The prospective stillbirth rate is preferred for measuring stillbirth risk, because the denominator is the number of women who are pregnant, and thus at risk of stillbirth, at a given gestational age.16–1916–1916–1916–19 In contrast, traditional stillbirth rates exhibit considerable volatility in the face of changes in the distribution of live births by gestational age. In addition, a recent Eunice Kennedy Shriver National Institute of Child Health and Human Development study found that 83% of stillbirths of 20 weeks of gestation or more occur before labor and delivery.20 For these stillbirths, the prospective stillbirth rate (where the denominator is all pregnant women) may be a better measure of stillbirth risk, because there is little relationship between stillbirth before labor and the specific week of delivery that comprises the denominator of traditional stillbirth rates.16 For these reasons, the prospective stillbirth rate appears to be a more reliable indicator of stillbirth trends during times when the distribution of live births by gestational age is changing.
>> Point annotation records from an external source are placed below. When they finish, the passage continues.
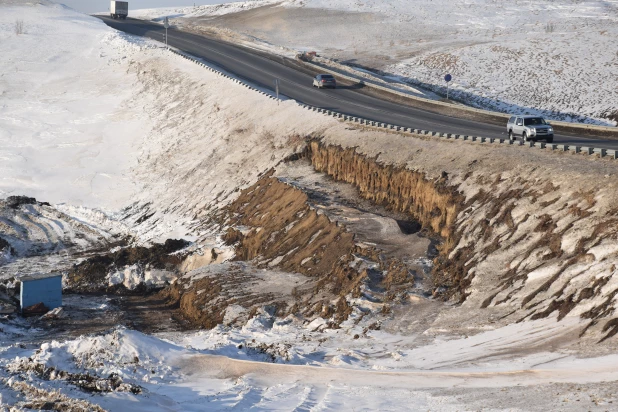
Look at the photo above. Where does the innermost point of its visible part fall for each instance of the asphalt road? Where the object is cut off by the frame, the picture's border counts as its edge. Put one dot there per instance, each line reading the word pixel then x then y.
pixel 262 71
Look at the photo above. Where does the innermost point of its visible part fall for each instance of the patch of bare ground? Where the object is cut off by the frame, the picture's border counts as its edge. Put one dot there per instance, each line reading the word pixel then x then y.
pixel 91 275
pixel 543 248
pixel 41 399
pixel 272 225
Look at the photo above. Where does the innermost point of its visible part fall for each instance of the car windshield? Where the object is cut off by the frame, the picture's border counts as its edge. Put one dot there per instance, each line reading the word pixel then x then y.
pixel 532 121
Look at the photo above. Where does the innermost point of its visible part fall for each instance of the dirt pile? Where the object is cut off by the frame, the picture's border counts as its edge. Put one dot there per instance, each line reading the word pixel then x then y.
pixel 272 225
pixel 435 204
pixel 523 244
pixel 93 274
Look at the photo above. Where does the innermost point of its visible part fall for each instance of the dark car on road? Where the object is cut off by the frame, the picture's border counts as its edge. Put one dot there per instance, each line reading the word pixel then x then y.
pixel 324 80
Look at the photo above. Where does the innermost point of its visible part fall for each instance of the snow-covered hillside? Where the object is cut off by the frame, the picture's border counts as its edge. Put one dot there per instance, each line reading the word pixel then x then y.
pixel 555 57
pixel 177 143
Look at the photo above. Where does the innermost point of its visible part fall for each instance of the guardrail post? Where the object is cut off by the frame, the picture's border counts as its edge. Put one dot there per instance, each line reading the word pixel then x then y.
pixel 600 152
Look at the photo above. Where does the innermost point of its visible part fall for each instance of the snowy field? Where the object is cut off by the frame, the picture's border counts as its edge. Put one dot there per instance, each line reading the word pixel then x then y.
pixel 557 58
pixel 109 128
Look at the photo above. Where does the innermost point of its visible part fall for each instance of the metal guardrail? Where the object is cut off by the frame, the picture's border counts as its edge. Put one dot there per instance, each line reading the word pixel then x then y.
pixel 450 106
pixel 415 132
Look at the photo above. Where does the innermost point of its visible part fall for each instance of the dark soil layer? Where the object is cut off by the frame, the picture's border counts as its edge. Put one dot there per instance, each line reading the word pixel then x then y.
pixel 90 275
pixel 435 204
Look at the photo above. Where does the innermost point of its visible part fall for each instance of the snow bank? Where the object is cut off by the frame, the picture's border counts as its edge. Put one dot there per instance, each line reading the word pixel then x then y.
pixel 68 134
pixel 555 58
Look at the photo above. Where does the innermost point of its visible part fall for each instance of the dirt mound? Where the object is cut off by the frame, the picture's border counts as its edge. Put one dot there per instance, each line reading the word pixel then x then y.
pixel 92 274
pixel 272 225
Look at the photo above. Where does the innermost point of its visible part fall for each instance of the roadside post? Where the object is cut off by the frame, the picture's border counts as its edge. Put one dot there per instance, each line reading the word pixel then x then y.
pixel 166 24
pixel 277 89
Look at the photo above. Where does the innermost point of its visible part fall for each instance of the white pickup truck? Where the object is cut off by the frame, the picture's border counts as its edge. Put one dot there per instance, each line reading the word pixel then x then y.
pixel 119 9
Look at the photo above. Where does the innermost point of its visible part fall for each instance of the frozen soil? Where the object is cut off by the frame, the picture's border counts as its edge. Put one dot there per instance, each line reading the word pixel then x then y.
pixel 530 235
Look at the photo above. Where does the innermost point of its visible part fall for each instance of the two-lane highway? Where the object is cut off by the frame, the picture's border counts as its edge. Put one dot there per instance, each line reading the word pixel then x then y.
pixel 259 70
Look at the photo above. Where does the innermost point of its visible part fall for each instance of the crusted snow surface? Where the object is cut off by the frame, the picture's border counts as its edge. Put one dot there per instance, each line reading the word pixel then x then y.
pixel 288 363
pixel 415 358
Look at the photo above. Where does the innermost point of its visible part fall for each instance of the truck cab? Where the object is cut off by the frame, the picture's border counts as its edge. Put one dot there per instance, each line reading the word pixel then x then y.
pixel 119 9
pixel 530 128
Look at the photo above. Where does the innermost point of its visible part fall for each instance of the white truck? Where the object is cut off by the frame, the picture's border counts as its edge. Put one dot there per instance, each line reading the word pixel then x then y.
pixel 119 9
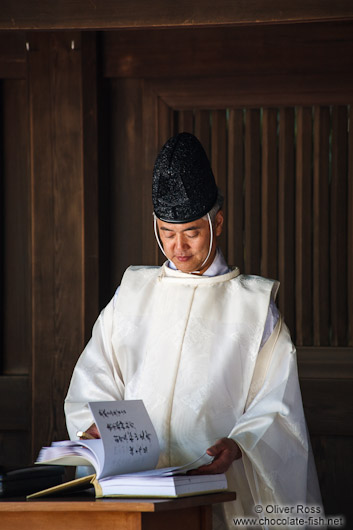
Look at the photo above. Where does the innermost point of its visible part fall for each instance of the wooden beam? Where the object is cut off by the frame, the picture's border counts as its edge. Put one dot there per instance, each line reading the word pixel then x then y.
pixel 301 49
pixel 112 14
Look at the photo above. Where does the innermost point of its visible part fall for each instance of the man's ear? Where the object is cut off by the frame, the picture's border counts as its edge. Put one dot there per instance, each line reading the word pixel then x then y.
pixel 219 219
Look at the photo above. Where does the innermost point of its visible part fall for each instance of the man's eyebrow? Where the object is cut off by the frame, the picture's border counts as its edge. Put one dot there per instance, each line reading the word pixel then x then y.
pixel 185 229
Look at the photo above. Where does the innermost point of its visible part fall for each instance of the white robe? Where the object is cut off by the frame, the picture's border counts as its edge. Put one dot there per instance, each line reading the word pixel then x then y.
pixel 188 347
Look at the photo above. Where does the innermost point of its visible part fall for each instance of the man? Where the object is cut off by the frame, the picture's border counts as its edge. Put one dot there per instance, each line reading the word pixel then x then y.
pixel 206 350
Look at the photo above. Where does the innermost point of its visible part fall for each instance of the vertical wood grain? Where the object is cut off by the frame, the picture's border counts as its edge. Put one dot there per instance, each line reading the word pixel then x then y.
pixel 57 227
pixel 235 195
pixel 339 227
pixel 185 121
pixel 219 164
pixel 303 236
pixel 252 193
pixel 16 208
pixel 90 94
pixel 126 177
pixel 286 224
pixel 269 223
pixel 202 129
pixel 321 232
pixel 151 146
pixel 350 229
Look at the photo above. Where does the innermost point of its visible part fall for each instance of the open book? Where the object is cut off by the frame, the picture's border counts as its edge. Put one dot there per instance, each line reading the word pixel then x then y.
pixel 125 458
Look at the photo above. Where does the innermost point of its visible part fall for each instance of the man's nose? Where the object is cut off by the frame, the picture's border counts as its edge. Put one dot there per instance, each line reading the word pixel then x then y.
pixel 181 242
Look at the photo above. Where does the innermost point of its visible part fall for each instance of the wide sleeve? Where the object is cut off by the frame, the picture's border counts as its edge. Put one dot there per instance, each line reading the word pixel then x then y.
pixel 96 376
pixel 272 432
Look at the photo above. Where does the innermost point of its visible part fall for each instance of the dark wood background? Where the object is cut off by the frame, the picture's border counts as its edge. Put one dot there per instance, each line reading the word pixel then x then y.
pixel 82 116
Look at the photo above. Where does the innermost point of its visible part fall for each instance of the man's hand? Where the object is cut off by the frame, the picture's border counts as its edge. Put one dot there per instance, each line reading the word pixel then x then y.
pixel 91 432
pixel 224 451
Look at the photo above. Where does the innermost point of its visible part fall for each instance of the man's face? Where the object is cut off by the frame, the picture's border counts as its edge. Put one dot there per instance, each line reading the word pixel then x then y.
pixel 187 245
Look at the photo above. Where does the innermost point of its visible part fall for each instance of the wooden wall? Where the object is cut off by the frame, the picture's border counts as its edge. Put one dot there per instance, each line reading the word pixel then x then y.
pixel 49 245
pixel 82 118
The recent shift in the distribution of live births by gestational age may be linked to American College of Obstetricians and Gynecologists' recommendations to reduce nonmedically indicated deliveries before 39 weeks of gestation9 and to the adoption of nonmedically indicated delivery not before 39 weeks of gestation as a Joint Commission National Quality Core Measure.21 In a hospital-based study, the shift in nonmedically indicated deliveries to 39 weeks of gestation or greater was larger for white, multiparous women with private insurance (ie, women at lower risk of poor delivery outcome), suggesting that the women who continue to deliver at 34–38 weeks of gestation may be at higher risk.11 However, we did not find an increase in prospective stillbirth risk at 34–38 weeks of gestation for non-Hispanic white women at the national level.
The lack of improvement in stillbirth risk in the United States from 2006 to 2012 is disappointing. Recently released data for 2013 show a stillbirth rate of 5.96 compared with 6.05 in 2012, although the difference is not statistically significant.22 It is important to note that both infant and perinatal mortality rates declined during this period.8,228,22 The U.S. perinatal mortality rate (stillbirths at 20 weeks of gestation or greater plus neonatal deaths at less than 28 days of age) declined from 10.49 in 2006 to 10.05 in 2012,22 whereas the infant mortality rate declined from 6.68 infant deaths per 1,000 live births in 2006 to 5.98 in 2012.8 Notably, neonatal mortality rates at 34–36 and 37–38 weeks of gestation were essentially unchanged between 2006 and 2012.8 This, in conjunction with the stabilization in the prospective stillbirth rate, suggests a lack of change in perinatal mortality risk for late preterm and early term neonates from 2006 to 2012. To decrease the stillbirth rate, research is needed to identify women early in pregnancy at the highest risk for stillbirth for more careful monitoring and potential intervention. Still, the lack of change in the prospective stillbirth rate from 2006 to 2012 suggests that preventing nonmedically indicated deliveries before 39 weeks of gestation did not increase the stillbirth rate at the national level.